Theirs, with this exceptional release, is the resounding shot of this new cycle, and it is one which heralds little quarter. Straight-in they reject a presidential promise that unblushingly assures “all you Black folks, you must go / all you Mexicans, you must go / all you poor folks, you must go / Muslims and gays…” The vitriol, borne high on foul national sentiments, amounts to a kind-of maniacal voodoo, to use their image, and they counter the venom with their own dream serum of living in a world inclusive of all, one without division “no matter the skin tone, culture or time zone.” We are long on a grim horizon from there, but in the storm that is surely in approach, “young leaders will rise / in the eyes of despair and adversity.”
Whatever Will Be
The record is not short on manifesto, nor does it aim to be subtle.
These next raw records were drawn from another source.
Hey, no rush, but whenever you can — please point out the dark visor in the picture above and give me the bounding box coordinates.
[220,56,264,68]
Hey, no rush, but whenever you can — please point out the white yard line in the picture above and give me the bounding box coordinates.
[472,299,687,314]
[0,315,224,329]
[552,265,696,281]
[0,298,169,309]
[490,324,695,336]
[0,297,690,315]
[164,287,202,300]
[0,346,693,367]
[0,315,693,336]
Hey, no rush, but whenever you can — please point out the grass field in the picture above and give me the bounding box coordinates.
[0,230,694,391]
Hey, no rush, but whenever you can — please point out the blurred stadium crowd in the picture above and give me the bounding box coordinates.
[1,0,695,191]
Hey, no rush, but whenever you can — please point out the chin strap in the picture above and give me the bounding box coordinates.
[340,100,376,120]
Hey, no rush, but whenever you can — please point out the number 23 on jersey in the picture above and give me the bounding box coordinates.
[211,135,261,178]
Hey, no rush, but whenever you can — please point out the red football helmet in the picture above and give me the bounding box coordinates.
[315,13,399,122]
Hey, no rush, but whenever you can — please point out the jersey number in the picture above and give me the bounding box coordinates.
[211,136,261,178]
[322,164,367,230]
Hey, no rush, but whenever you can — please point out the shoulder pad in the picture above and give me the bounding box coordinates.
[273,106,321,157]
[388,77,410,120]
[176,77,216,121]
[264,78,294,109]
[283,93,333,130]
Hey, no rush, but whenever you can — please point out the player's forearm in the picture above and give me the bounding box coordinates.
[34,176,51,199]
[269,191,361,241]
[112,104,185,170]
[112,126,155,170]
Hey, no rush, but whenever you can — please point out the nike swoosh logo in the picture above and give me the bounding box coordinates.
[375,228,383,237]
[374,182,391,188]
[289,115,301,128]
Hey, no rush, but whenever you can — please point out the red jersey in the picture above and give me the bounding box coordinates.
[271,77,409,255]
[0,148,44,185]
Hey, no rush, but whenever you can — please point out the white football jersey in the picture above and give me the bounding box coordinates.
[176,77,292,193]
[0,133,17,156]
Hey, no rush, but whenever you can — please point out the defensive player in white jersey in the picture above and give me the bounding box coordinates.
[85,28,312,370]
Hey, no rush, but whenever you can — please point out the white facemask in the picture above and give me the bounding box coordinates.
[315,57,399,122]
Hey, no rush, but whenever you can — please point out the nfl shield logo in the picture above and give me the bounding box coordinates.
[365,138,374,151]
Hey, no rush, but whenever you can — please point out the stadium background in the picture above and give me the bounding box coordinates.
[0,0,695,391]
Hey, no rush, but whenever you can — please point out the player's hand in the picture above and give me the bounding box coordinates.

Rather, it alarms against a “mass un-blackening” across a land where justice for many is fantasy, where the high crime of skin is “having melanin,” where “feds coming out with riot gear / everybody’s hands in the air,” and “cops killing niggas everywhere.” The gaze here ultimately levels on all who are “cool with the fuckery / Trump and the SNL hilarity / troublesome times, kid, no times for comedy.”
The band’s soaring response is a call to Art, as in we must turn to it, embrace it, create it if we are to move forward by any accountable measure, while at the same time they give equal nod to the fair trade of revolt and an Art of War, and on that front they encourage a mass soldiering up in response to what is here termed “The Killing Season,” with that season’s inadmissible writ being the mandate for a national cleansing, where the perceived Other must invariably and interminably go, either through deportation or being permissibly gunned down.
This isn’t to say the record refuses to be playful, even fun. It is emphatically both. It is also an album that is entirely joyful, with these latter sentiments riding buoyantly on the album’s lilting, irrepressible soundscapes. And it is these very contradictions — dark-matter complexities whirling amid exuberance and high-water song — that make We got it from Here… Thank You 4 Your service this year’s best, if not a masterwork for our tangled moment.